The “gun character” of the piece is obviously Jack Torrance, who is such a broken and self-deluded individual that watching him crash and burn is like tuning in to a spectacular car wreck. Wendy, on the other hand, is given little agency within the narrative, and is frustratingly unclear and ineffective for most of the tale. It would be easy to blame this on the zeitgeist when this was written, but that’s an easy cop-out. In the text she’s supposed to be some kind of low-key trophy wife for Jack; it’s obvious that Kubrick cast Shelley Duval in this role as a personified exemplar of her inner self as written. She vacillates between shielding Danny and supporting Jack, and never really seems to do anything of value of her own. After she decides that Danny’s psychic abilities are, prima facie, real, she seems to just sail along in his wake without any effect, other than to act as a judgmental qualifier of Jack’s activities. Danny himself is a little problematic: I don’t like kids; I’ve never had any of my own or been involved too much with them. If this is a bull’s eye depiction of a five-year-old person, then okay, I’ll take it – King is a parent multiple times over, so of course he knows whereof he speaks. It seems alright to me, although Danny’s levels of literacy seem to wobble a bit here and there – his quoting of Alice in Wonderland at length is a case in point. Otherwise, it’s fine and his growing anxiety and fear in the face of the Hotel’s swelling violence is palpably elicited.

As to the Overlook Hotel itself, we get a lavish overview of everything about it, and – while this may seem like some unwanted scaffolding left hanging about – it actually rounds out and grounds the entire plot. The evil with which the place is imbued comes bubbling out from below, sketching the vile rationale for the location’s hideous behaviour. Towards the end, I felt that it was a little too overplayed, that too much was being shoved in my face rather than being suggested; it could have been dialed back a notch, but it was alright.

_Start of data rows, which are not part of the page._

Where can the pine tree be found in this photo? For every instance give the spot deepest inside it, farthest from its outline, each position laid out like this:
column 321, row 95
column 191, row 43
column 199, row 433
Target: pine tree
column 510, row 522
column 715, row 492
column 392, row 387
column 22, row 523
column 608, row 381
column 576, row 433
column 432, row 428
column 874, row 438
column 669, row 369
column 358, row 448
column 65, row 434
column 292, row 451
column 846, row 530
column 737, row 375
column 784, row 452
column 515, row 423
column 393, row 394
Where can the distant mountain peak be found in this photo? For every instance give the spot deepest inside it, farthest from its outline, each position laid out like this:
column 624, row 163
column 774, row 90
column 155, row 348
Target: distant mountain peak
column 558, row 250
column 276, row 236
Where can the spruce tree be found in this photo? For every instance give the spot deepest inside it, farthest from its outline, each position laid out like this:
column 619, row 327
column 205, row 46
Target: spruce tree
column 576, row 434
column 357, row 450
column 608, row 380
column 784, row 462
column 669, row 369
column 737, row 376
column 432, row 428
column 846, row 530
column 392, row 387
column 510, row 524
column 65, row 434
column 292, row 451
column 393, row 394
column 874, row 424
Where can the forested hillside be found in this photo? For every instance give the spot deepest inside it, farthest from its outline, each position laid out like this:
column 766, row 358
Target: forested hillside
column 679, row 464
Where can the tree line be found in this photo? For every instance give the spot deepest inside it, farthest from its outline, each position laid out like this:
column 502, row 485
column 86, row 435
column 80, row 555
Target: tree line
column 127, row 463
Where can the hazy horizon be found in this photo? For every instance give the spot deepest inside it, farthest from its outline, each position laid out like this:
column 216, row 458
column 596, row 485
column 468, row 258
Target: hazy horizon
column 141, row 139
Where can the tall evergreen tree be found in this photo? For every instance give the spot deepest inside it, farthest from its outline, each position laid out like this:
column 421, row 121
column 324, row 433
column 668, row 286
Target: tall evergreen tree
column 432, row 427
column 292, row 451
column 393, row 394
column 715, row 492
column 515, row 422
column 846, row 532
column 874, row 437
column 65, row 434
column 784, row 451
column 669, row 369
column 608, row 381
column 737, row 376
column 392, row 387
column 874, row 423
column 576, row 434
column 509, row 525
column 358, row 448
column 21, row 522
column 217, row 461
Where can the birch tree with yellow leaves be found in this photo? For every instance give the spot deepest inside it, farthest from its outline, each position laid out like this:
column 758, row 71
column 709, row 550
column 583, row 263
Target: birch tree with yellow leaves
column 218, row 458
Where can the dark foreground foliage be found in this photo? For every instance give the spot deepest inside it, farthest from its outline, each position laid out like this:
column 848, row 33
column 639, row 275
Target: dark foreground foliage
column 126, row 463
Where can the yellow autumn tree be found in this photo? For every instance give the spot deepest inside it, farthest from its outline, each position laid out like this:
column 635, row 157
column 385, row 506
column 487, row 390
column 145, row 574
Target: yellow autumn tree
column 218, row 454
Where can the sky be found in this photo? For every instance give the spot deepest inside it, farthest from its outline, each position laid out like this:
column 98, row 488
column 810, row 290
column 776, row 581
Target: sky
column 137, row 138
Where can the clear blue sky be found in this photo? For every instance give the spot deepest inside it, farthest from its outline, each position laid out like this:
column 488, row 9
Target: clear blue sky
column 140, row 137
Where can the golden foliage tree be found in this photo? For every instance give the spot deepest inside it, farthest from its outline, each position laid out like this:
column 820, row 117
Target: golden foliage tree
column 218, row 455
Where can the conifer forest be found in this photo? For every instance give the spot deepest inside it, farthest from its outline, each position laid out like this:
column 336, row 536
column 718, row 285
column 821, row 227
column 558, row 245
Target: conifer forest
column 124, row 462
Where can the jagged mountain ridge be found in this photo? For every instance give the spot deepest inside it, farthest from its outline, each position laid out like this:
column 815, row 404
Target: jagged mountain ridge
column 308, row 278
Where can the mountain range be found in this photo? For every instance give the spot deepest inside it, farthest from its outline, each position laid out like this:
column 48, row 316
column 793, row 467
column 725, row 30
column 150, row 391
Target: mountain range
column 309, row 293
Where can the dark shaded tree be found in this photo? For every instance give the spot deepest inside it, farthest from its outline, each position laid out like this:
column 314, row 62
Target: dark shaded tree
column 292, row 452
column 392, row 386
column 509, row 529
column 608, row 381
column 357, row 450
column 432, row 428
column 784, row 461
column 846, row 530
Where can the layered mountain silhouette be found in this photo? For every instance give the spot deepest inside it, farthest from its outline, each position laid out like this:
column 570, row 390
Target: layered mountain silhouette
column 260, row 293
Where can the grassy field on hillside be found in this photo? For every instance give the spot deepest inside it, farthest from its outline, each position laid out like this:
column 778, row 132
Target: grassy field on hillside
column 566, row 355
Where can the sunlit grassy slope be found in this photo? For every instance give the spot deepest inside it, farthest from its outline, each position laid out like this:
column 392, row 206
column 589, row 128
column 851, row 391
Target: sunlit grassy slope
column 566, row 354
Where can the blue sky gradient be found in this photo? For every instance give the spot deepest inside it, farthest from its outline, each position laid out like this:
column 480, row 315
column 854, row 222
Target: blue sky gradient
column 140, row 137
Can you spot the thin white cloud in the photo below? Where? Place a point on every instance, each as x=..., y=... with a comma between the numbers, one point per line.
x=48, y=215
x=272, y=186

King was apparently upset by Kubrick’s take on the book and I have to say that his anger is really misplaced (Jeez! Who wouldn’t have loved to have had Kubrick make a film of their writing?). Yes, there are some alterations, but that was bound to happen. In the novel there are a roque court and topiary animals rather than a hedge maze but finding a shooting location that exactly fitted the bill would have been nigh impossible – the compromise is an ideal one. For some reason, King wants to be the champion of the ‘roque revival’ and educate us in the ways of an outmoded form of croquet (scaffolding again). He’s also said that he felt the violence of the film was toned down far too much; for my money, I thought it was fine, and the suggested nature of the cinematic version works far better than any explicit orgy of destruction would have been. King has backed a televisual remake of the book which he prefers; reviews at several websites demonstrate that his opinion is the minority one. And yes, the ending’s different but – it has to be said – it’s better.

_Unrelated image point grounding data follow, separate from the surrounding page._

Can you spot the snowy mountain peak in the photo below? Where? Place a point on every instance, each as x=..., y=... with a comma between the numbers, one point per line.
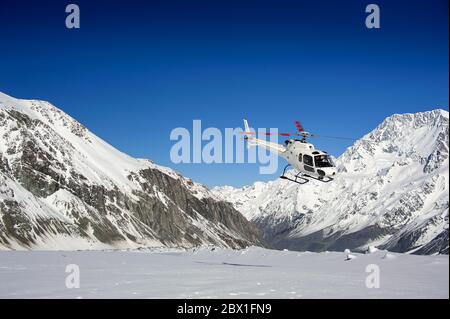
x=63, y=187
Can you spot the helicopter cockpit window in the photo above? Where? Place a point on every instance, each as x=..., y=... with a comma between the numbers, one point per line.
x=308, y=160
x=323, y=161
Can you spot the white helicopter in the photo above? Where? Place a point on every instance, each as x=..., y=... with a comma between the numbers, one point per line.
x=303, y=156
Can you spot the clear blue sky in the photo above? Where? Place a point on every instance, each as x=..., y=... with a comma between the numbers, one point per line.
x=137, y=69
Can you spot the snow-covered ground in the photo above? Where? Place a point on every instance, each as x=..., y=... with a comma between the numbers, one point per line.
x=205, y=273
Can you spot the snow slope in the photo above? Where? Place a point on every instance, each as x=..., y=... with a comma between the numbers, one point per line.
x=392, y=190
x=222, y=273
x=62, y=187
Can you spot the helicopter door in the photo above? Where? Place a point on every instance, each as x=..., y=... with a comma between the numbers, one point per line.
x=309, y=164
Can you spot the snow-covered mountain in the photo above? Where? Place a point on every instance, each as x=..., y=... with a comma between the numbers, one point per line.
x=62, y=187
x=392, y=191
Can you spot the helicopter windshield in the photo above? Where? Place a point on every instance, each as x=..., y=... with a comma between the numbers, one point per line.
x=323, y=161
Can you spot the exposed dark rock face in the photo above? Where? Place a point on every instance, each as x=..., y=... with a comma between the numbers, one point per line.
x=63, y=188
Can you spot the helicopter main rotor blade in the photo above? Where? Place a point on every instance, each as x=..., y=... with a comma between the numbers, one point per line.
x=334, y=137
x=267, y=134
x=299, y=126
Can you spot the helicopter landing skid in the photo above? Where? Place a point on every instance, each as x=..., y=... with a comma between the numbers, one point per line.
x=298, y=179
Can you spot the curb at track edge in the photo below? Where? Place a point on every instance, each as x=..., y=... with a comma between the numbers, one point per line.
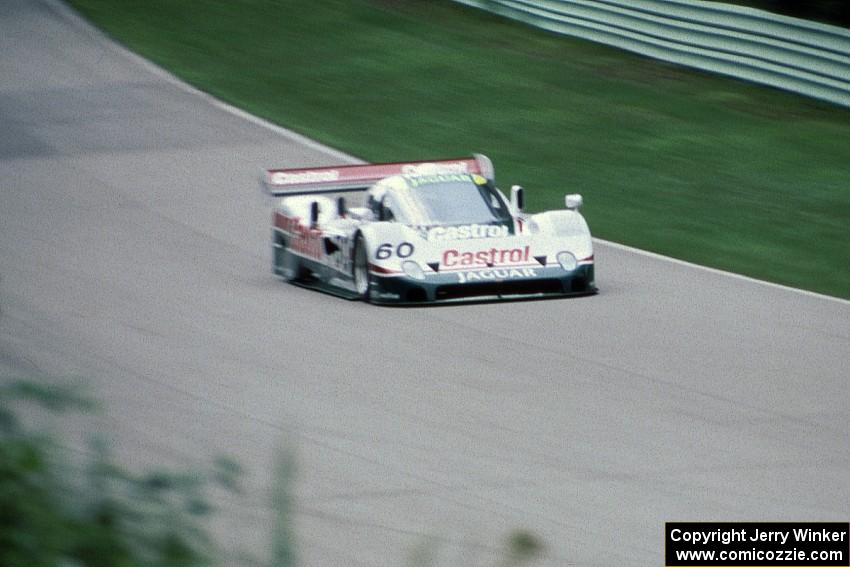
x=67, y=12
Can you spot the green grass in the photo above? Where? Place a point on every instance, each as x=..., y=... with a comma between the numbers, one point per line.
x=691, y=165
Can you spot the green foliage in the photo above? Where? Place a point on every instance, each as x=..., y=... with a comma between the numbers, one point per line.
x=105, y=516
x=688, y=164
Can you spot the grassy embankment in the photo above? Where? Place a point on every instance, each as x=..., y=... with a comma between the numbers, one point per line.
x=699, y=167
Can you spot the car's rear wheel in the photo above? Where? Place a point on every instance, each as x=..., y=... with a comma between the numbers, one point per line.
x=360, y=269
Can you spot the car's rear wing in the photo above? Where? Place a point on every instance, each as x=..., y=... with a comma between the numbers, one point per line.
x=340, y=178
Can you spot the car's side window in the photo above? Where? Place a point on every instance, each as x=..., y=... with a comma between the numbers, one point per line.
x=387, y=209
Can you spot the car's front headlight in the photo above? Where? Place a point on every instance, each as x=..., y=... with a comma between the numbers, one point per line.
x=567, y=261
x=413, y=269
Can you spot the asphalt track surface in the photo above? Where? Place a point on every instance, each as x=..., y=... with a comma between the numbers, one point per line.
x=134, y=253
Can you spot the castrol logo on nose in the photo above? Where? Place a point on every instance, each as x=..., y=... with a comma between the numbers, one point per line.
x=491, y=257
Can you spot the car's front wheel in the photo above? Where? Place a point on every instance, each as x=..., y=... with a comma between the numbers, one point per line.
x=285, y=263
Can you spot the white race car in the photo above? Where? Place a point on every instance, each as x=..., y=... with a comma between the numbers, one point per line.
x=427, y=232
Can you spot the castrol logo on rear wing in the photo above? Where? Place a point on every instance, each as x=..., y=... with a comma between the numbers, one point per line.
x=283, y=178
x=467, y=231
x=432, y=168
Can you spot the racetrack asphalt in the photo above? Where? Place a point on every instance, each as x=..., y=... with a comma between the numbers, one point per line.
x=134, y=253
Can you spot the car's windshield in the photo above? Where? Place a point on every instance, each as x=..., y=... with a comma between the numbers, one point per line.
x=459, y=202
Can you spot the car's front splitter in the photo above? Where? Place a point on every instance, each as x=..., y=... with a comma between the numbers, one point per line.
x=489, y=284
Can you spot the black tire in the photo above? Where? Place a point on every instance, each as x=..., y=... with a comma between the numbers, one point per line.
x=360, y=269
x=284, y=263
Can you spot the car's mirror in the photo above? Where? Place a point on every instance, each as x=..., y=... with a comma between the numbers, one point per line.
x=517, y=198
x=314, y=214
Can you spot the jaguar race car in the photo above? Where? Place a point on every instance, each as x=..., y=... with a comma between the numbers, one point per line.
x=424, y=232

In the final analysis, I was quite pleased with this. It fell – almost inevitably – into a flailing mess in the third act (something which many genre writers seem to have a problem with), but not as badly as some of King’s other books (that I’ve read). I suspect that, because King chose to write about things that were fairly straightforward with this book – ghosts; ESP – it required little extra time spent upon the whys and wherefores of the scary elements and he could just focus upon the characters and get on with stuff. This issue plagues the King household it seems – NOS4R2 by Joe Hill is similarly cursed by a character’s ‘superpower’ that requires far too much explanation (scaffolding again), to the detriment of the work overall.

Since starting this review I have purchased a collector’s entire set of Stephen King novels and am getting them all prepped, ready for sale – the Universe provides again! It seems that I’ll be able to expand my knowledge of King’s oeuvre even further – although, to be frank, I’ll probably just stick with the short stories. In the meantime, I’m giving this three-and-a-half Tentacled Horrors.